Tag Archives: birth choices

Turning a Breech is a Safe Option for Women with a Prior Cesarean

5 Mar

Breech presentation occurs in 3-4% of all term pregnancies and is the third most common reason for performing a cesarean in the U.S. More than 90% of breech babies are delivered by planned cesarean section. External Cephalic Version (ECV), a procedure that helps to turn a fetus from a breech presentation to a cephalic presentation has been shown to decrease the incidence of breech presentation at term for women without a cesarean scar thereby reducing the need for a cesarean section.  However, a study published in the January 2014 issue of  the British Journal of Obstetrics and Gynaecology   suggests it is safe for women with a prior cesarean to have an external cephalic version (ECV) in a medical center. This allows women to labor for a VBAC and reduce exposure to complications from a repeat cesarean.

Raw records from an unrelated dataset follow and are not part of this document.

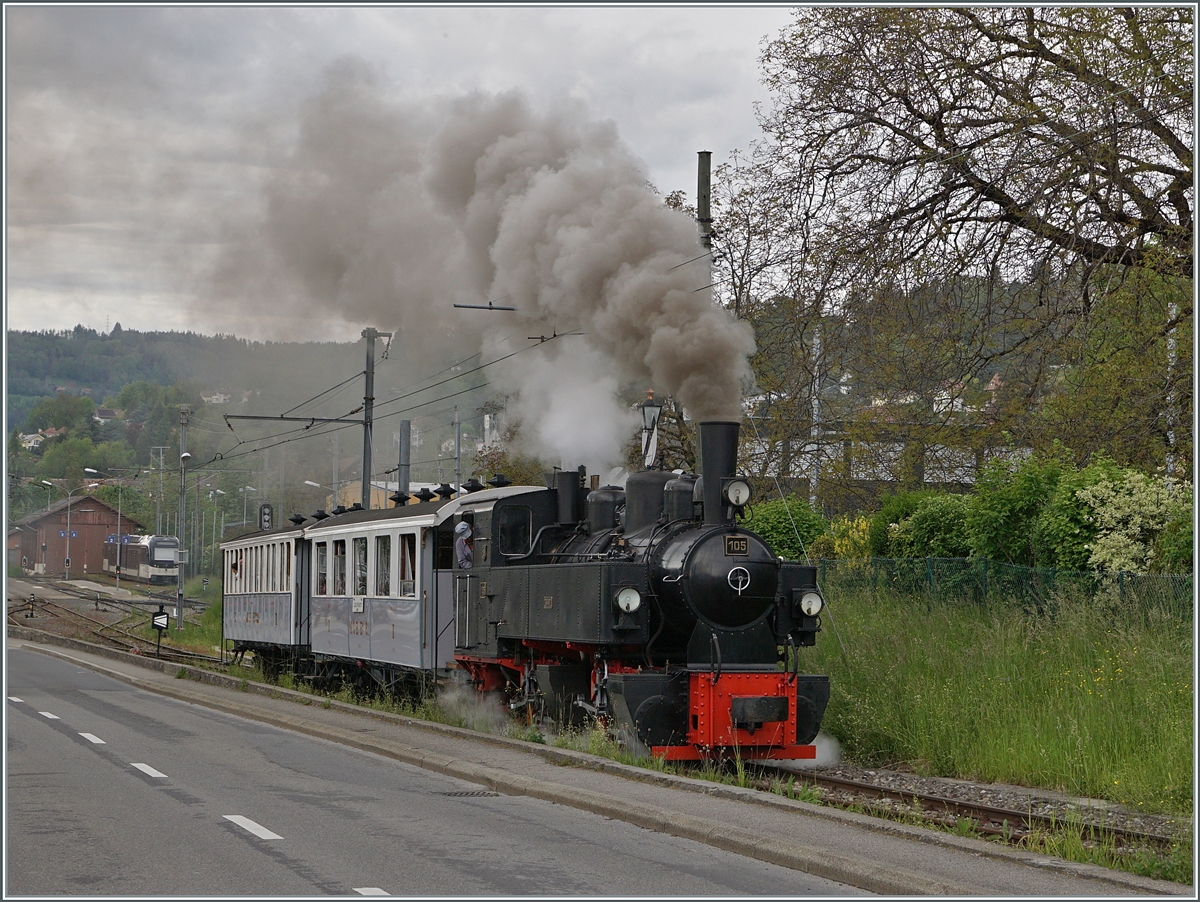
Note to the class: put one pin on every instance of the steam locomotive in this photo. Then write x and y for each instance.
(647, 606)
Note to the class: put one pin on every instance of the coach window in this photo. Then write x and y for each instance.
(515, 529)
(322, 569)
(339, 566)
(383, 566)
(360, 566)
(408, 565)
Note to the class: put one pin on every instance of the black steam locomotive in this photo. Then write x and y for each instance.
(646, 606)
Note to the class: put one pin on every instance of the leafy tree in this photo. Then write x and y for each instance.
(1174, 548)
(937, 528)
(1125, 385)
(67, 458)
(973, 204)
(1131, 513)
(894, 509)
(1066, 527)
(789, 524)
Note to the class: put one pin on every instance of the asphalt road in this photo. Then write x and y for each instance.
(115, 791)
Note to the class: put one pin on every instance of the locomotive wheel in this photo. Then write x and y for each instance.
(627, 738)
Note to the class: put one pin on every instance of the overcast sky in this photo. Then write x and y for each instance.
(139, 139)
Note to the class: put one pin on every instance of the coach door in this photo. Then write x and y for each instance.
(463, 593)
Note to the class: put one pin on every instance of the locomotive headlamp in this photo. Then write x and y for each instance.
(811, 603)
(736, 491)
(629, 600)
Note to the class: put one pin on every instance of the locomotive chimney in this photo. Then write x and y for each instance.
(718, 459)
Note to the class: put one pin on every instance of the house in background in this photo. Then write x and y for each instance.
(37, 542)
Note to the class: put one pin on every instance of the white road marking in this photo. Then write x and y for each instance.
(257, 829)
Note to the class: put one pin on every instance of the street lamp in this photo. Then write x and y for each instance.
(119, 487)
(244, 497)
(181, 565)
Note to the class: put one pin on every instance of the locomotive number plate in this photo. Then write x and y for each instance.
(736, 546)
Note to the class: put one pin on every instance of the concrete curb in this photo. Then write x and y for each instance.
(844, 869)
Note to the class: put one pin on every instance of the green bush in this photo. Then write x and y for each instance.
(1006, 504)
(1066, 525)
(936, 529)
(787, 524)
(1173, 551)
(892, 512)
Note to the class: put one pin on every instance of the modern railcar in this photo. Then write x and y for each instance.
(149, 559)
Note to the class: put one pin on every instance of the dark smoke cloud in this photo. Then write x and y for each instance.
(387, 214)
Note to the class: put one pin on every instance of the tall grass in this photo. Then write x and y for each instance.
(1087, 699)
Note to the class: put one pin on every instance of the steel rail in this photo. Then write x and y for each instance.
(988, 819)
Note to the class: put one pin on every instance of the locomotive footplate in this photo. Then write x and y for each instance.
(751, 715)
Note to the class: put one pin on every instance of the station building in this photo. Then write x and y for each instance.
(39, 541)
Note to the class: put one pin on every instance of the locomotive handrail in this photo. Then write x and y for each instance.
(533, 545)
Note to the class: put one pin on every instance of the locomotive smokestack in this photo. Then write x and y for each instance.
(719, 459)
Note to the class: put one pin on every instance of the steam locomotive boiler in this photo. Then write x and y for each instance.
(648, 606)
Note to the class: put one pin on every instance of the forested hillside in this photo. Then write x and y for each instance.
(100, 365)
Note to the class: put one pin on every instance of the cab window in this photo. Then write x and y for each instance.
(515, 529)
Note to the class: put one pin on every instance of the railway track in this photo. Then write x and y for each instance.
(105, 633)
(1008, 824)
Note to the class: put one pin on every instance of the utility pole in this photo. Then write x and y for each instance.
(705, 220)
(457, 450)
(157, 507)
(185, 413)
(370, 334)
(367, 416)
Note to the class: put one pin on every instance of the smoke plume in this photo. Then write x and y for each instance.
(385, 214)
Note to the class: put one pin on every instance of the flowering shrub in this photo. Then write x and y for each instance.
(851, 536)
(1131, 513)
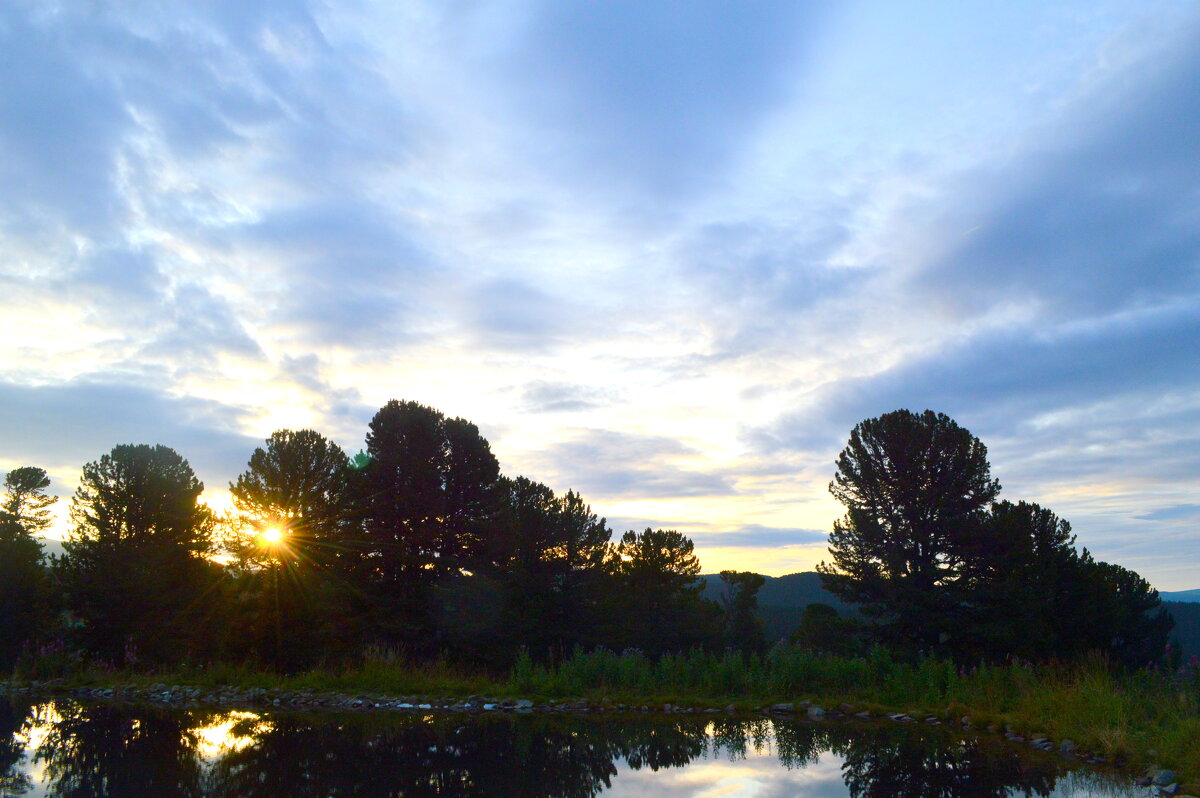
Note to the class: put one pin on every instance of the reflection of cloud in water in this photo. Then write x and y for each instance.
(227, 732)
(757, 775)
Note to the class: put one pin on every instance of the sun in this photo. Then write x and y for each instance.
(271, 535)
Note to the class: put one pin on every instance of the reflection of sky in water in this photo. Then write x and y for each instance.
(759, 775)
(745, 765)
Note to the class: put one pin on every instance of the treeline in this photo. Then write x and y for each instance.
(420, 544)
(937, 563)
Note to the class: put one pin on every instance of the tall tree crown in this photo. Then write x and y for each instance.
(141, 495)
(27, 501)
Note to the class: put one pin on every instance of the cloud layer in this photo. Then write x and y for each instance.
(665, 256)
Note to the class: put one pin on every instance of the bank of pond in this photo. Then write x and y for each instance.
(67, 747)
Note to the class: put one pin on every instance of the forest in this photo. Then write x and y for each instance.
(418, 544)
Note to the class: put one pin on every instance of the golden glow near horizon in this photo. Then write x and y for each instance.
(271, 537)
(221, 736)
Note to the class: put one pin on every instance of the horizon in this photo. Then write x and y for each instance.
(666, 256)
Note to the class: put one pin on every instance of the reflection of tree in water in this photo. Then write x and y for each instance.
(899, 763)
(109, 750)
(15, 719)
(450, 756)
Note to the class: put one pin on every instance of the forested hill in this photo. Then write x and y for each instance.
(796, 591)
(1187, 625)
(781, 600)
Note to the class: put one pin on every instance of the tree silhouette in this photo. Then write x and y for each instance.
(657, 603)
(135, 565)
(25, 499)
(739, 601)
(915, 489)
(431, 496)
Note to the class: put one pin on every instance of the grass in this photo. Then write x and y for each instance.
(1143, 718)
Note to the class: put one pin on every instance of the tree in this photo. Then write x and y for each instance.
(821, 629)
(1117, 612)
(915, 489)
(295, 539)
(24, 589)
(739, 601)
(431, 496)
(295, 487)
(25, 498)
(550, 553)
(659, 607)
(1023, 559)
(135, 564)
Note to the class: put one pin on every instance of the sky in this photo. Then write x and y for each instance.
(663, 253)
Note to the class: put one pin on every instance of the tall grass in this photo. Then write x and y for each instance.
(1115, 714)
(1139, 717)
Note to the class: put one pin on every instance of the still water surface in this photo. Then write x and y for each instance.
(85, 750)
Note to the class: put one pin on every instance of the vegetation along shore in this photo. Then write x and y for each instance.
(415, 574)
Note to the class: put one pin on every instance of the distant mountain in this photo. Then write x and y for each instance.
(1187, 625)
(781, 601)
(51, 546)
(796, 591)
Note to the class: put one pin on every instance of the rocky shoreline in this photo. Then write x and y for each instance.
(1162, 783)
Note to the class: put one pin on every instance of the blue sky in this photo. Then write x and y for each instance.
(664, 253)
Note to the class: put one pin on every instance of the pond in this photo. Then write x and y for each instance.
(77, 749)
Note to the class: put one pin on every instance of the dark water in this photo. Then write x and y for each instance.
(66, 748)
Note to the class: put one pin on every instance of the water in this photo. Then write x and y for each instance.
(84, 750)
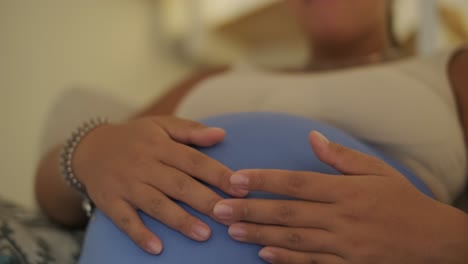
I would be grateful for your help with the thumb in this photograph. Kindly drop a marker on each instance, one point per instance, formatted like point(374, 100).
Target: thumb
point(190, 132)
point(345, 160)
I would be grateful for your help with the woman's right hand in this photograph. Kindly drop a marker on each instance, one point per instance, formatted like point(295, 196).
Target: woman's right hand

The researchers in Spain compared a group of 70 low risk women with a prior cesarean with 387 low risk women with a prior vaginal birth who had an external version at or after 37 weeks of gestation.  happy mother with newborn babyAll women were expecting one baby. Physicians were successful in turning a breech in 67.1% of women with a cesarean scar and 66.1% of women with a prior vaginal birth. There were no complications in the group of women with a prior cesarean. Of the women with a prior cesarean 52.8% had a vaginal birth (VBAC). More than half of the women avoided a repeat cesarean section. Of the group of women without a prior cesarean 79.4% had a vaginal birth.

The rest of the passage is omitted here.